Our new Crime Fiction section
Posted by the Bookshop
In a strange literary twist on the classic locked room mystery, a Crime Fiction section has mysteriously appeared in Bury Place. NOW READ ON.
1.1. Int: London Review Bookshop (Upstairs). Day.
[It is early morning. Detective Inspector THURSDAY and Detective Constable MORSE are studying a bookshelf. THURSDAY is taking long drags on his pipe, in contravention of the no-smoking signs KELVIN has put up around the shop.]
MORSE: The Met aren’t going to like this, are they, sir? I mean, I don’t see how Thames Valley possibly has any jurisdiction in Bloomsbury.
THURSDAY: Yes, well, never mind that. I took the call, and Superintendent Cobnutt will have to answer to me. Who was first on the scene?
MORSE: That was Constable Strange, sir. He’s been on the case of a woman calling herself Ferrante, and was running down a lead when he found this.

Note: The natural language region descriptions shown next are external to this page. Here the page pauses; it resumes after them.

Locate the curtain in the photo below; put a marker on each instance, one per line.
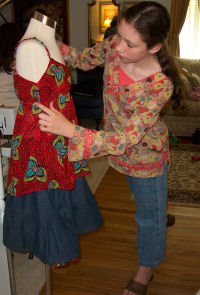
(190, 34)
(178, 14)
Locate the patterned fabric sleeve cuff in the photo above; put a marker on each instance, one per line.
(80, 144)
(65, 50)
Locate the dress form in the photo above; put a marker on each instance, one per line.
(31, 57)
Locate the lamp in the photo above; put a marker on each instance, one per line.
(107, 22)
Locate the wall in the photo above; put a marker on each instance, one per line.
(78, 10)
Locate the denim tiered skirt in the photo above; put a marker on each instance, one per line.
(47, 223)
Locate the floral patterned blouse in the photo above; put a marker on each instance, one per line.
(134, 138)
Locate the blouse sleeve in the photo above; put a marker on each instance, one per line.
(88, 58)
(88, 143)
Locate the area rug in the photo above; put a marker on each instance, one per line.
(184, 175)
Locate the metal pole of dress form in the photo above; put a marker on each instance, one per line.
(7, 279)
(49, 283)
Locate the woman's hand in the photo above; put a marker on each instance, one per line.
(53, 121)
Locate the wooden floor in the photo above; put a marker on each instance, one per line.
(109, 258)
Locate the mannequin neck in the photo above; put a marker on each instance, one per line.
(38, 29)
(45, 19)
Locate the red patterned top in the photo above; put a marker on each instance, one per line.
(39, 160)
(135, 138)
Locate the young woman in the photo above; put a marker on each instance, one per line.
(139, 79)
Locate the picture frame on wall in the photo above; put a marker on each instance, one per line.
(126, 5)
(107, 10)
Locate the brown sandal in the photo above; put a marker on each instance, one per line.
(138, 288)
(170, 220)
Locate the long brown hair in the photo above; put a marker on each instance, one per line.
(9, 36)
(152, 21)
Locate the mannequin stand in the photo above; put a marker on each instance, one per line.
(48, 274)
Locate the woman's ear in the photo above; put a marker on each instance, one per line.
(155, 48)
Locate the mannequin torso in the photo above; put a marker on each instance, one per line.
(31, 57)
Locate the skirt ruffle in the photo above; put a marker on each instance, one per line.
(48, 223)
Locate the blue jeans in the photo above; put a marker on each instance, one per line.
(151, 197)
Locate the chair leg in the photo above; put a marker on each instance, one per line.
(98, 121)
(49, 282)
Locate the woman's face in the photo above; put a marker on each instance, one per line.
(130, 47)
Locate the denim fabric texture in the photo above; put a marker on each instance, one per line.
(151, 198)
(47, 223)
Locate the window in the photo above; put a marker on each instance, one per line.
(189, 37)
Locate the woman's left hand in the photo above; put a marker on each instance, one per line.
(55, 122)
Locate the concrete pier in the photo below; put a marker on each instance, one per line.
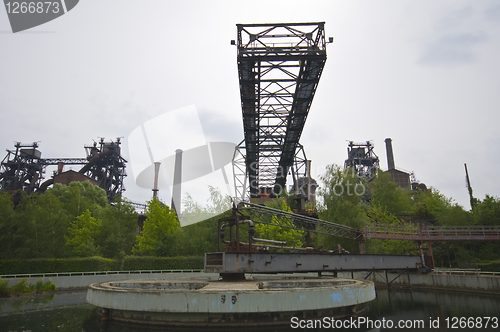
(251, 302)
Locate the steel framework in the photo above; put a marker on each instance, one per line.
(279, 67)
(362, 160)
(24, 169)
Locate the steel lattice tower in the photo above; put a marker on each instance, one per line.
(279, 67)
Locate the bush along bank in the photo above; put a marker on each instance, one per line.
(24, 287)
(98, 264)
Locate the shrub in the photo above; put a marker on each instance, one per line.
(131, 263)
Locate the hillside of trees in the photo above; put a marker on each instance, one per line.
(77, 221)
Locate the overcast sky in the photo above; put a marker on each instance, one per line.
(424, 73)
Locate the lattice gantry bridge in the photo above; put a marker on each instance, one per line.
(279, 67)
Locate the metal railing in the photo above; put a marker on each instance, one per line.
(93, 273)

[Behind the counter, heroic bookseller JOHN is putting the finishing touches to a 100000 word blogpost when he notices THURSDAY and MORSE.]
JOHN: Can I help you gents with anything?
MORSE: That depends. Do you know anything about opera?
JOHN: Let me call my colleague Charlie.
[CHARLIE emerges from the back staircase.]
MORSE: How about crosswords?
JOHN: David’s on his lunch at the moment, but he should be back in a minute.
THURSDAY: What about beer? There’s beer at the bottom of this case, Morse, I know it. It’s this old copper’s instinct.
JOHN: Let me just call Terry from the Cakeshop, we had a lovely Customer Evening where the refreshments were themed around homebrew. I was away but as I understand it was a great success.
MORSE: Do you know anything about a company calling itself Viking River Cruises?
THURSDAY: I thought we’d investigated that already and decided there was no mystery to a great river cruise.
[NATALIA comes up the stairs.]
NATALIA: What’s going on here?
THURSDAY: We’ve got some questions to ask about your crime fiction. Firstly, what’s happened to it?
[CUT suddenly to GAYLE, who has silently appeared behind the detectives.]
GAYLE: I think… I can answer that.
[CLOSE-UP of MORSE’S furrowed brow. It is clear his brain has switched into gear, and something has dawned on him.]
MORSE: You moved it, didn’t you?
[A long pause. GAYLE nods. The jig is up.]
MORSE: Moved it all, and with the extra room on the shelves, shuffled all the other books a bit closer together. But once you’d taken all the books off, that wasn’t enough, was it? You had to put them back again. Back…into the very same space you’d created by taking the books off the shelf in the first place. I suspect you put them before the As.
[KELVIN fastens a no-smoking sign to the bowl of THURSDAY’s pipe.]
THURSDAY: Gad, Morse, that’s fiendishly clever.
GAYLE: That’s about it, yes. But you were wrong about one thing, Morse.
[A tense moment.]
GAYLE: It wasn’t before the As – it was at the other end of the alphabet, after Stefan Zweig. I knew you’d never look there. You’re clever, Morse – but you’re a Michael Hofmann fan, and Hofmann fans are always predictable – in some ways.
[MORSE nods. At that moment, CLAIRE comes up the stairs with a round of tea, and the LIFT (containing all the cups she couldn’t carry) goes ‘ping’. A tragic mistake:]
THURSDAY: Look out Morse, she’s got a gun!
[THURSDAY pulls out his own TRUSTY LUGER and empties the whole chamber, variously, into the BOOKSELLERS, the TILL, the LIFT FULL OF TEA and the BOOKER LONGLIST TABLE. We CUT and resolve to a TRACKING SHOT over the bloodstained, but brand new, Crime Fiction Section. MORSE and THURSDAY make their excuses over the corpses and leave.]
MORSE: The Met aren’t going to like this, are they, sir? I mean, I don’t see how Thames Valley possibly has any jurisdiction in Bloomsbury.
THURSDAY: Yes, well, never mind that. I took the call, and Superintendent Cobnutt will have to answer to me. Who was first on the scene?
[suddenly it dawns on MORSE]
MORSE: Oh no, it’s a repeat!
[The channel changes. Fade to black.]